2026-06-03 — Polytomous logistic for multiple case / control groups (PHASE_4 Chunk 1)

Opens the multiple-case/control-group layer with unconstrained polytomous (multinomial) logistic regression. matcha(design = unmatched_cc(), estimator = "polytomous") fits a baseline-category multinomial model (outcome ~ exposure + confounders) via nnet::multinom for an outcome with three or more groups — multiple disease subtypes, or several control groups. The new reference = argument selects the baseline group (releveled to the front); each non-reference equation’s exposure coefficient is that subtype’s log odds ratio versus the reference, so contrast(type = "or") reports one OR per (subtype, exposure-coefficient) with an information-matrix Wald interval, and tidy() renders the full per-equation table with a y.level column. The new R/polytomous.R (fit_polytomous(), contrast_polytomous(), multinom_exposure_or(), tidy_multinom()) and resolve_polytomous_outcome() carry the engine; the dispatch grew an outcome_kind axis so matcha() picks the multi-group resolver instead of the binary one.
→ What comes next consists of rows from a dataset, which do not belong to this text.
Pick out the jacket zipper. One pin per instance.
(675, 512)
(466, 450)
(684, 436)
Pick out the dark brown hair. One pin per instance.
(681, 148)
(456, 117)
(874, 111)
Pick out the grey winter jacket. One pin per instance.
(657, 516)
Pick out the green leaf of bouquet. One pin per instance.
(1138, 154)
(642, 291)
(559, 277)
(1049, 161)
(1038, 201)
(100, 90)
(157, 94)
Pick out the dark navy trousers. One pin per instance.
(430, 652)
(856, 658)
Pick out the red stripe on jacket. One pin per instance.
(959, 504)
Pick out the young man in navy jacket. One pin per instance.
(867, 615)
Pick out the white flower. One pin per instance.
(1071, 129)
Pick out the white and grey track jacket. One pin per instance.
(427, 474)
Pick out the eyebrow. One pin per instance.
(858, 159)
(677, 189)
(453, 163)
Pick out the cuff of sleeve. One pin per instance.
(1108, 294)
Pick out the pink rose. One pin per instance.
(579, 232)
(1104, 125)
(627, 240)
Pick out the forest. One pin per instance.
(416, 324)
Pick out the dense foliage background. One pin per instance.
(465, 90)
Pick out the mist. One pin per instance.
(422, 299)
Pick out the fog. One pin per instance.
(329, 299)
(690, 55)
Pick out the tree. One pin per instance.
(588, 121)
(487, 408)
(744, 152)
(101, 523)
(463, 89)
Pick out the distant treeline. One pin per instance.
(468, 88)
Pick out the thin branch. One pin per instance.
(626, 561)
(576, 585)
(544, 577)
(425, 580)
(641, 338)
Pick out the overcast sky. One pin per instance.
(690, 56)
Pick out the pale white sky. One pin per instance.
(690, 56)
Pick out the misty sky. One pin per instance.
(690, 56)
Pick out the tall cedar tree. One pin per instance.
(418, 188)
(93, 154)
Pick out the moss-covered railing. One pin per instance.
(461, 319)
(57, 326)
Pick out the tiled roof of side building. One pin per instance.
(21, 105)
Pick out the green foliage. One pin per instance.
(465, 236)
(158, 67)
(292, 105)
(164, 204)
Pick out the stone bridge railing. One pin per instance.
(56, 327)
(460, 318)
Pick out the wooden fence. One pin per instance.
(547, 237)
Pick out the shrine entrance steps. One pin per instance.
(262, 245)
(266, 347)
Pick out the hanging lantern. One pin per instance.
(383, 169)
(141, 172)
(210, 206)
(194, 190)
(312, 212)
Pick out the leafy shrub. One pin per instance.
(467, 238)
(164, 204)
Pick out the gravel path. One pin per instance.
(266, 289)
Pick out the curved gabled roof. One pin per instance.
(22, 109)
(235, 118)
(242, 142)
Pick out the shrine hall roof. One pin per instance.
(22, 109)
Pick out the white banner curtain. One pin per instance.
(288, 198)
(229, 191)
  • A two-group, numeric, or logical outcome is matchatr_bad_outcome (routed back to the binary logistic / mh / clogit estimators); an out-of-range reference, a reference on a non-polytomous estimator, an ordered-factor exposure, and effect_modifier are each matchatr_bad_input; a constant exposure — or one collinear with a confounder — is matchatr_unestimable_exposure. Because nnet::multinom (unlike stats::glm) does not alias a rank-deficient column to NA but splits the coefficient across the dependent columns (a silently attenuated OR), reject_collinear_exposure() catches it by the design-matrix rank, mirroring glm’s NA-aliasing; collinearity confined to the confounders leaves the exposure estimable and is not rejected. polytomous on a matched design is matchatr_bad_estimator. RD / RR stay matchatr_unidentified_estimand and sandwich / bootstrap variances are matchatr_unsupported_variance (the engine reports the multinomial information matrix only).
  • Validated against two oracles: the saturated 3-group / binary-exposure multinomial reproduces the closed-form 2×2 Woolf log-OR and its variance per subtype (independent of multinom’s own vcov()), and a truth-based cohort DGP recovers the known per-subtype exposure log-ORs within 3.5 SE, with nnet::multinom coefficient / variance equality pinning the adjusted, continuous, and factor-exposure fits. nnet is a recommended R package, so it joins Imports without adding an install-time dependency.

2026-06-03 — Effect modification in matched case-control (PHASE_3 Chunk 3)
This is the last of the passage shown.